Chinese bear bile firm seeks expansion despite IPO pullout
Updated: 2013-06-08 17:28
Guizhentang Pharmaceutical, which extracts bile from live bears' gallbladders to produce traditional Chinese medicine, is among 269 companies that have abandoned their IPO plans so far this year, the China Securities Regulatory Commission said on May 31.
The commission, however, did not give any reason for the pullouts.
Guizhentang terminated the plan because "the time is not ripe," Wu Ya, the company's board secretary, said Wednesday.
But the setback will not stall the company's ongoing expansion projects or stunt its future development, Wu said.
The company will continue to enlarge its bear bile farm in order to triple its current stock of black bears to over 1,200, Wu said.
Construction on the first phase of the farm started in 2009 and has yet to be completed, according to the company's website.
In addition, the company is planning to develop new drugs containing bear bile extract and will open 600 new franchise stores in the following three years, Wu said.
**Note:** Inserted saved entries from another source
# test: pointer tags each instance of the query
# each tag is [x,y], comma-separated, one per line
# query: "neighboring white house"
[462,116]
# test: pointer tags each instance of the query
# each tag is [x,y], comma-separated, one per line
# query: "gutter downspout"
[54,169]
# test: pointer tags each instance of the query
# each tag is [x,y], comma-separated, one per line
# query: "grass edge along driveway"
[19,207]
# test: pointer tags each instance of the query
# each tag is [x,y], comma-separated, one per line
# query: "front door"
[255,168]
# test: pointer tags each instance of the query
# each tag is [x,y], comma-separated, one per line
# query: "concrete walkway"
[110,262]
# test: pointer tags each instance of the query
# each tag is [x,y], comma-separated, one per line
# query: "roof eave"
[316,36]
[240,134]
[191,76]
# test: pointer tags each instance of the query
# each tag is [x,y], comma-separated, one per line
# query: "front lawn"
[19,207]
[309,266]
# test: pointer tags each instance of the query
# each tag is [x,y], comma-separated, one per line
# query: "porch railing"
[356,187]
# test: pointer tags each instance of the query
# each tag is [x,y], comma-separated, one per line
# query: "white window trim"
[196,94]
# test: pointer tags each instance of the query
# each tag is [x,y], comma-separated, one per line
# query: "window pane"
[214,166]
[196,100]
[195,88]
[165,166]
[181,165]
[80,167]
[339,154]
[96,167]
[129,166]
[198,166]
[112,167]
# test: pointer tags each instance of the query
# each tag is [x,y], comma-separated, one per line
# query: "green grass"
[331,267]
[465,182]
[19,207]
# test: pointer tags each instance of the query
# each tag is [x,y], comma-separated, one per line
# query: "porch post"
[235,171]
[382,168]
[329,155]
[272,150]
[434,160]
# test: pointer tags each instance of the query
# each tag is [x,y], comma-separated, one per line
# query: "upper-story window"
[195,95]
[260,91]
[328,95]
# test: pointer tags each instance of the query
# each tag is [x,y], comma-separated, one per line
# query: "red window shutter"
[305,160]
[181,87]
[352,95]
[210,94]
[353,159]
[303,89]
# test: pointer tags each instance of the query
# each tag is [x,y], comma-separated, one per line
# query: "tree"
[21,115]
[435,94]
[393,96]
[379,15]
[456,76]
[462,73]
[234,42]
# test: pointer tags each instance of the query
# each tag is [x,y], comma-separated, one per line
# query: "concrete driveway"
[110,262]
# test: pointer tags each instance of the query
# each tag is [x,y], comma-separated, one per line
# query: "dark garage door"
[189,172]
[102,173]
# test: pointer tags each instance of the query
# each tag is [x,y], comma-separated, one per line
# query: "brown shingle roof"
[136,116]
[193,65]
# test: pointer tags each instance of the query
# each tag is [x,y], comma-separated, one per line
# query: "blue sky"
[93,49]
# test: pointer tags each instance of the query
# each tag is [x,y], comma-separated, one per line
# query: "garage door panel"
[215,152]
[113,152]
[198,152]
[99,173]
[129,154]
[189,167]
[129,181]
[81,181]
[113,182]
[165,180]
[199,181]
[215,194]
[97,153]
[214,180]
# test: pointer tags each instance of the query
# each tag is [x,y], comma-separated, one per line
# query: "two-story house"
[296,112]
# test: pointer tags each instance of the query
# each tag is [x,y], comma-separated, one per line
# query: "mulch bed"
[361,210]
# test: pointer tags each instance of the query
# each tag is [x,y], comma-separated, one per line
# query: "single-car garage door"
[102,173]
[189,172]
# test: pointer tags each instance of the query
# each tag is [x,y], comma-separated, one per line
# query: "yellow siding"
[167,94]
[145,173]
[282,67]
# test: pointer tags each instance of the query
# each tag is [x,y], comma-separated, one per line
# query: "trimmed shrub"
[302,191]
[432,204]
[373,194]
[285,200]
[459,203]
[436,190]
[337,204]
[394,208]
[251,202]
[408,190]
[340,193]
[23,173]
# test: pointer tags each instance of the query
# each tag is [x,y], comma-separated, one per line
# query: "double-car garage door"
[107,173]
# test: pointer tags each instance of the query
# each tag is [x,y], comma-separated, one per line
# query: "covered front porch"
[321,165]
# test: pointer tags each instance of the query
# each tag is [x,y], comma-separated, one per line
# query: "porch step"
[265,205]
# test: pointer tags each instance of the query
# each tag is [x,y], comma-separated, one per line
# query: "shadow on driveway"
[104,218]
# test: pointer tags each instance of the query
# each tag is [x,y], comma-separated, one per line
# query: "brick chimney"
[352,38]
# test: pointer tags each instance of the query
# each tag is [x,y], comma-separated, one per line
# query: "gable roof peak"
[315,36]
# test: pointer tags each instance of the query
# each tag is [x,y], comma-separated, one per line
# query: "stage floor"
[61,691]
He said the company expects to reap 1 billion yuan ($163.1 million) in revenue within five years, but declined to give revenue figures for recent years.
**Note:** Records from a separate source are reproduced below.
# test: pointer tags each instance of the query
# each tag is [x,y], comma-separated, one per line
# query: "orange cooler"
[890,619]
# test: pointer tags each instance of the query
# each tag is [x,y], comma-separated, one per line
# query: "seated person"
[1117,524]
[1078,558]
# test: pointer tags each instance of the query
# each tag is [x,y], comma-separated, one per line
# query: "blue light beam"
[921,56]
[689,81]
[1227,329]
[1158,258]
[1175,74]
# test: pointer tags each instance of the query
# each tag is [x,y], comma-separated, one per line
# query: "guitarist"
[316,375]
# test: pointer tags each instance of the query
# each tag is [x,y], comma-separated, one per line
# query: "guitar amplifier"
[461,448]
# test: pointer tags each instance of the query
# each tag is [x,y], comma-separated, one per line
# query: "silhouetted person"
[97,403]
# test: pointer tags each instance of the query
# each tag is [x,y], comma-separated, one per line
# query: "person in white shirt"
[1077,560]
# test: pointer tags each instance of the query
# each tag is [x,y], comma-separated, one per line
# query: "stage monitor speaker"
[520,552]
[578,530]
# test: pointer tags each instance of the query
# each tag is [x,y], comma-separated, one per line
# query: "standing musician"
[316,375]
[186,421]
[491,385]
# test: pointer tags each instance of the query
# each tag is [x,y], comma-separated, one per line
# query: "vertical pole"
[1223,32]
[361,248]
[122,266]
Guizhentang may resume its IPO plan when "conditions are ripe," Wu said, adding that the company will raise the money it needs through other channels, as well as its shareholders.
However, Guizhentang's ambitions have been called into question by animal rights activists, who have argued that the company's goals contradict the government's promise to stop existing bear bile farms from growing.
At the 2012 Congress of the International Union for the Conservation of Nature and Nature Resources held in September, a Chinese delegation agreed on a resolution that requires measures to prevent an increase in the number of captive bears in member states where bear bile farming remains legal.
In 2011, Guizhentang made its first attempt to go public, but the plan was aborted amid protests targeting its treatment of bears. The fundraising was aimed at expanding its farm bear population and increasing its annual output.